The fructose-1,6-bisphosphatase deficiency and the p.(Lys204ArgfsTer72) variant

Abstract

Fructose-1,6-bisphosphatase (FBPase) deficiency is a rare inborn error of fructose metabolism caused by pathogenic variants in the FBP1 gene. As gluconeogenesis is affected, catabolic episodes can induce ketotic hypoglycemia in patients. FBP1 analysis is the most commonly used approach for the diagnosis of this disorder. Herein, a Brazilian patient is reported. The proband, a girl born to a consanguineous couple, presented with severe hypoglycemia crisis in the neonatal period. At the age 17 months, presented a new crisis accompanied by metabolic acidosis associated with a feverish episode. Genetic analysis was performed by next-generation sequencing (NGS), identifying the NM_000507.3:c.611_614del variant in homozygosis in the FBP1 gene. In silico analysis and 3D modeling were performed, suggesting that this variant is associated with a loss of sites for substrate and Mg2+ binding and for posttranslational modifications of FBPase. The c.611_614del variant is located in a repetitive region of the FBP1 gene that appears to be a hotspot for mutational events. This frameshift creates a premature termination codon in the last coding exon which escapes the nonsense-mediated decay mechanism, according to in silico analysis. This variant results in an intrinsically disordered protein with loss of substrate recognition and post-translational modification sites.

Figure 1 -. Sequences analysis of the FBP1 gene and fructose-1,6-bisphosphatase. A) Electropherogram of control, patient and her mother evidencing the affected region in the FBP1 gene. The control sample is a normal homozygous to the analyzed region; in their electropherogram, the gray rectangle indicates the deleted nucleotides in the patient. Highlighted in the second electropherogram, the position of the nucleotides deleted in a homozygous patient to the variant NM_000507.3:c.611_614del in FBP1 gene. The mother's electropherogram evidences that she is a carrier of the variant in analysis. B) Amino acid sequence of the FBPase resulting from the pathogenic variant (mut) in comparison with the wild type (WT). C) Diagram representing FBP1 DNA, FBP1 mRNA, and FBPase variant. In DNA, the blue boxes indicate the coding exons and the region of 50-55 nucleotides upstream of the last intron that is susceptible to scaping NMD is indicated. Red indicates the variant position in DNA and its consequences in mRNA and FBPase protein. Gray arrows refer to the start of the frameshift, PTC (premature terminator codon) and NTC (normal terminator codon) between DNA and mRNA. In the protein diagram, blue dots indicate modified amino acids; yellow dots indicate metal binding sites; in pink the substrate binding regions and in green the active site. RefSeq: NM_000507.3 and P09467. The FBPase domains were named according Pfam.

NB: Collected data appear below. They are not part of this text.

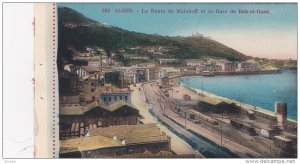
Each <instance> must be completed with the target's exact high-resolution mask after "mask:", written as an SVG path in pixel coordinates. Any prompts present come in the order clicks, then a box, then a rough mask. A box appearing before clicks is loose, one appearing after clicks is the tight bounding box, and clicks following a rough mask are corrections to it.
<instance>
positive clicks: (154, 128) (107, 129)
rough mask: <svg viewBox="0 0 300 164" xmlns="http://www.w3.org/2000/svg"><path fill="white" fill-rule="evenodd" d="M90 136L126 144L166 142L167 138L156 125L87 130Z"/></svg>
mask: <svg viewBox="0 0 300 164" xmlns="http://www.w3.org/2000/svg"><path fill="white" fill-rule="evenodd" d="M88 133H89V135H90V136H97V135H101V136H105V137H110V138H113V137H115V138H116V139H117V140H118V141H122V140H125V141H126V144H137V143H149V142H158V141H167V140H168V137H167V135H166V134H164V133H162V132H161V131H160V129H159V127H158V126H157V125H156V124H141V125H121V126H113V127H107V128H96V129H90V130H89V132H88Z"/></svg>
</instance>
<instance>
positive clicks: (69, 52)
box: [58, 8, 249, 61]
mask: <svg viewBox="0 0 300 164" xmlns="http://www.w3.org/2000/svg"><path fill="white" fill-rule="evenodd" d="M58 28H59V30H58V31H59V32H58V33H59V44H58V45H59V47H58V60H67V61H69V60H72V54H71V52H70V50H69V48H70V47H72V48H75V49H77V50H84V49H85V48H86V47H101V48H103V49H104V50H105V51H106V52H115V51H117V50H119V49H125V50H126V49H130V48H131V47H149V46H163V47H167V49H168V51H167V52H166V57H167V58H173V57H175V58H181V59H188V58H201V57H215V58H224V59H228V60H245V59H247V58H249V57H248V56H245V55H244V54H242V53H240V52H238V51H236V50H234V49H232V48H230V47H227V46H225V45H223V44H221V43H219V42H217V41H214V40H212V39H209V38H206V37H203V36H198V37H169V36H160V35H150V34H144V33H138V32H132V31H128V30H124V29H121V28H118V27H111V26H107V25H104V24H102V23H100V22H96V21H94V20H92V19H89V18H87V17H85V16H84V15H82V14H80V13H78V12H77V11H74V10H72V9H69V8H59V9H58Z"/></svg>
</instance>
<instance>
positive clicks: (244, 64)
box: [237, 60, 260, 72]
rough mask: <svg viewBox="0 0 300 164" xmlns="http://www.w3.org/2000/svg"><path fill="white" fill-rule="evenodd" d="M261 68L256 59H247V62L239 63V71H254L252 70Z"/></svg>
mask: <svg viewBox="0 0 300 164" xmlns="http://www.w3.org/2000/svg"><path fill="white" fill-rule="evenodd" d="M259 70H260V66H259V63H258V62H256V61H254V60H247V61H245V62H239V63H237V71H244V72H252V71H259Z"/></svg>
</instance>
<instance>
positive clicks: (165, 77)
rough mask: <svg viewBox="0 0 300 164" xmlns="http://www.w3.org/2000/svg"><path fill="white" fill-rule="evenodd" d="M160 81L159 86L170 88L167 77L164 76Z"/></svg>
mask: <svg viewBox="0 0 300 164" xmlns="http://www.w3.org/2000/svg"><path fill="white" fill-rule="evenodd" d="M160 80H161V85H162V86H163V87H167V86H170V79H169V77H167V76H165V77H163V78H161V79H160Z"/></svg>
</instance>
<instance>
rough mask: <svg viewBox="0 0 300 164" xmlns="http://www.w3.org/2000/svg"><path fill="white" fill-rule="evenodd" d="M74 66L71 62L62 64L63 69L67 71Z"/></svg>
mask: <svg viewBox="0 0 300 164" xmlns="http://www.w3.org/2000/svg"><path fill="white" fill-rule="evenodd" d="M73 68H74V65H73V64H66V65H64V70H66V71H68V72H72V71H73Z"/></svg>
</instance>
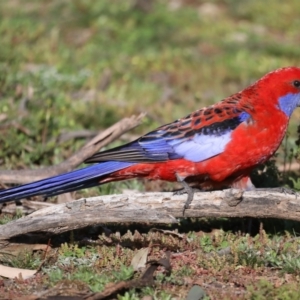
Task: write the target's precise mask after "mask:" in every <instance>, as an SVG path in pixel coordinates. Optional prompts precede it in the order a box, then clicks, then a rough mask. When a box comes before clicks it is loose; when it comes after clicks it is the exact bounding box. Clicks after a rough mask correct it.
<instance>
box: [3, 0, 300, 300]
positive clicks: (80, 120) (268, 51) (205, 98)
mask: <svg viewBox="0 0 300 300" xmlns="http://www.w3.org/2000/svg"><path fill="white" fill-rule="evenodd" d="M141 2H143V1H141ZM149 2H150V1H149ZM135 3H136V2H135V1H117V0H102V1H92V0H85V1H84V0H76V1H75V0H74V1H66V0H53V1H38V0H35V1H21V0H10V1H1V2H0V36H1V46H0V97H1V102H0V133H1V134H0V145H1V147H0V164H1V168H2V169H18V168H19V169H22V168H38V167H41V166H46V165H52V164H56V163H58V162H61V161H63V160H64V159H66V158H67V157H68V156H70V155H71V154H72V153H73V152H74V151H76V150H77V149H79V148H80V146H82V144H83V143H84V142H85V141H84V140H82V139H76V140H71V141H67V142H64V143H60V144H59V147H58V146H57V144H58V143H57V140H56V139H55V137H57V136H59V135H60V134H61V133H63V132H70V131H76V130H81V129H87V130H99V129H102V128H106V127H107V126H109V125H111V124H113V123H114V122H115V121H117V120H119V119H120V118H122V117H124V116H130V115H131V114H133V113H135V114H136V113H139V112H141V111H146V112H147V113H148V117H147V119H146V120H145V122H144V123H143V125H142V126H140V127H139V128H137V129H136V130H135V132H134V133H137V134H141V133H145V132H147V131H149V130H150V129H152V128H155V127H156V126H158V125H160V124H163V123H167V122H170V121H172V120H174V119H176V118H179V117H181V116H184V115H186V114H188V113H189V112H191V111H193V110H195V109H197V108H200V107H203V106H205V105H208V104H210V103H214V102H216V101H219V100H220V99H222V98H224V97H225V96H228V95H230V94H232V93H235V92H236V91H238V90H241V89H242V88H244V87H246V86H247V85H248V84H250V83H252V82H253V81H254V80H256V79H258V78H259V77H261V76H262V75H263V74H265V73H266V72H268V71H271V70H273V69H276V68H278V67H283V66H290V65H298V66H299V62H300V59H299V57H300V49H299V41H300V35H299V25H300V19H299V17H298V15H299V11H300V2H299V1H297V0H289V1H285V2H282V1H279V0H272V1H271V0H266V1H250V0H248V1H235V0H223V1H221V0H215V1H207V2H204V1H200V0H199V1H197V0H185V1H184V0H181V1H180V0H172V1H160V0H157V1H154V2H153V4H152V6H151V5H150V6H147V5H146V7H145V6H143V7H142V8H141V7H138V6H137V5H136V4H135ZM162 108H163V109H162ZM299 115H300V113H299V112H295V114H294V115H293V117H292V120H291V125H290V134H289V136H288V139H287V140H286V142H285V144H284V146H283V147H282V148H281V151H280V153H281V154H280V155H279V158H278V159H277V164H282V161H283V159H282V157H283V156H285V157H286V159H287V160H288V161H289V159H290V158H293V157H294V156H297V152H298V149H297V147H296V145H295V140H296V139H297V135H296V131H297V128H296V127H297V120H298V119H299ZM116 144H118V143H117V142H116V143H115V144H114V145H116ZM268 170H269V171H268V172H269V173H267V175H266V174H264V175H263V179H264V184H265V185H268V186H270V185H271V184H272V183H273V184H274V182H275V183H276V184H277V183H278V182H281V183H282V182H283V183H288V181H286V178H287V176H286V175H284V174H281V173H278V172H277V171H276V169H274V163H273V164H270V165H269V168H268ZM255 176H256V178H257V176H258V173H257V174H256V175H255ZM270 176H271V177H270ZM289 176H290V175H289ZM270 178H271V179H270ZM295 178H296V177H295ZM295 180H296V179H295ZM296 181H297V180H296ZM124 187H126V188H128V187H129V188H139V189H140V190H143V189H144V185H143V184H142V183H141V182H133V183H129V184H128V183H127V184H124V183H123V184H116V185H112V186H110V187H109V188H104V189H102V190H100V189H93V190H90V191H84V195H85V196H86V195H91V194H95V193H97V194H99V193H106V192H107V191H108V190H109V191H110V192H120V191H122V188H124ZM292 187H293V186H292ZM296 187H297V185H296ZM299 187H300V184H299ZM152 188H153V187H152ZM147 189H151V186H148V185H147ZM80 195H81V194H80V193H78V197H80ZM252 222H253V226H252V231H251V232H250V233H247V234H246V233H245V232H247V224H246V223H247V222H246V221H244V220H209V221H205V220H184V221H183V222H182V224H181V225H180V226H179V227H178V228H177V229H178V231H179V233H181V234H183V236H182V237H176V238H174V239H173V244H170V243H169V242H168V239H169V238H170V236H169V234H168V233H161V235H162V236H159V238H160V239H155V242H153V243H150V242H149V241H150V240H151V237H149V239H148V242H144V243H137V242H136V241H135V239H133V240H132V241H131V242H130V243H126V242H123V241H121V242H120V241H119V242H116V240H113V241H111V242H108V241H105V240H104V239H101V238H99V237H98V236H99V234H100V236H101V232H98V231H97V230H96V232H94V231H93V232H91V230H92V229H87V230H86V231H82V232H76V233H74V234H69V235H63V236H59V237H55V238H54V240H52V241H51V243H53V245H54V248H53V250H51V251H50V252H49V253H48V254H49V257H47V259H46V261H45V262H44V264H43V267H42V270H41V272H40V273H39V275H38V276H36V277H35V278H34V279H32V280H28V281H22V280H19V281H5V284H3V285H1V281H0V291H2V292H3V293H6V292H7V291H8V290H9V289H10V290H12V291H13V292H12V293H15V294H14V295H21V294H31V293H33V292H34V291H41V290H43V289H51V288H53V287H57V286H66V287H70V286H71V287H73V290H80V289H86V290H92V291H99V290H102V289H103V288H104V286H105V284H106V283H108V282H116V281H120V280H127V279H131V278H137V277H139V276H140V274H139V273H136V272H133V271H132V269H131V268H130V267H129V266H130V261H131V258H132V257H133V256H134V255H135V253H136V251H137V250H138V249H139V248H140V247H148V246H149V245H150V244H151V245H150V246H151V250H150V254H149V259H151V258H153V259H157V258H158V259H159V258H160V257H161V256H163V255H164V254H165V251H167V250H171V251H172V253H171V257H170V260H171V265H172V268H173V271H172V273H171V275H167V274H166V272H165V271H164V269H163V268H162V269H158V271H157V273H156V276H155V283H156V286H155V287H147V288H143V289H142V290H138V289H136V290H134V289H130V290H129V291H127V292H124V291H123V292H120V294H119V296H118V297H119V299H140V298H142V297H143V296H144V295H152V297H153V298H154V299H171V298H172V297H175V296H176V295H179V296H178V297H177V299H184V298H185V296H186V293H187V291H188V290H189V289H190V286H191V285H192V283H193V282H196V283H197V284H198V285H200V286H202V288H203V289H204V290H205V292H206V295H207V299H219V295H220V294H222V295H223V298H224V299H298V298H299V292H298V289H297V285H298V284H299V273H300V262H299V250H298V249H299V241H298V239H297V236H298V228H299V224H298V223H293V222H286V221H275V220H264V221H263V222H261V223H260V225H259V222H258V221H256V220H254V221H252ZM244 223H245V224H244ZM243 226H244V227H245V228H246V229H241V228H243ZM262 226H263V227H264V228H265V230H264V229H263V228H262ZM128 228H129V230H131V231H132V232H134V230H135V229H137V230H138V231H139V232H141V233H143V234H145V235H148V234H150V233H149V228H148V227H146V226H145V227H144V226H140V225H139V226H131V227H128V225H126V224H124V225H123V226H114V227H112V228H110V230H111V231H112V233H113V234H114V233H115V232H118V231H120V232H121V235H122V234H125V233H126V231H127V229H128ZM220 228H222V229H220ZM259 228H260V230H259ZM168 229H170V230H171V229H172V230H173V229H174V228H168ZM240 229H241V230H240ZM86 236H88V237H90V236H92V237H93V238H94V239H95V240H97V241H98V243H99V244H98V245H82V238H83V237H86ZM80 241H81V242H80ZM151 241H152V240H151ZM229 246H230V247H231V253H230V254H227V255H225V256H222V255H221V256H220V255H218V252H217V251H219V250H220V249H223V248H227V247H229ZM177 252H178V253H177ZM43 255H44V254H41V253H34V254H32V253H27V252H26V251H25V252H23V254H20V255H19V256H16V257H14V258H13V259H11V258H7V257H6V259H5V263H6V264H8V265H13V266H23V267H27V268H35V267H36V266H38V265H39V264H40V262H41V261H42V260H43V259H44V257H43ZM91 270H92V272H91ZM7 293H8V292H7Z"/></svg>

Figure 2 -. In silico analysis of the NP_000498.2:p.(Lys204ArgfsTer32) variant in the FBP1 gene. A) Disorder prediction for wild-type (blue line) and mutated (orange line) FBPases. B) 3D modeling of fructose-1,6-bisphosphatase. First image, the wild-type FBPase. The region affected in the mutant protein is shown in light blue, the altered substrate binding regions are shown in dark blue, the altered substrate recognition site is shown in magenta, and the altered Mg binding site is shown in green. Right below, the mutant FBPase. The region affected by the frameshift mutation is shown in orange. All sites highlighted in WT are absent in the mutant protein. Lastly, the superposition of WT and mutant FBPase, colored according to the previous. C) The structure of fructose-1,6-bisphosphatase tetramer. Superposition of mutant FBPase monomer (red) onto the functional FBPase tetramer (in different shades of gray). Note the absence of structured elements in the exposed region of the monomer. Tetramer information from PDB ID 2FIE (Lai et al., 2006).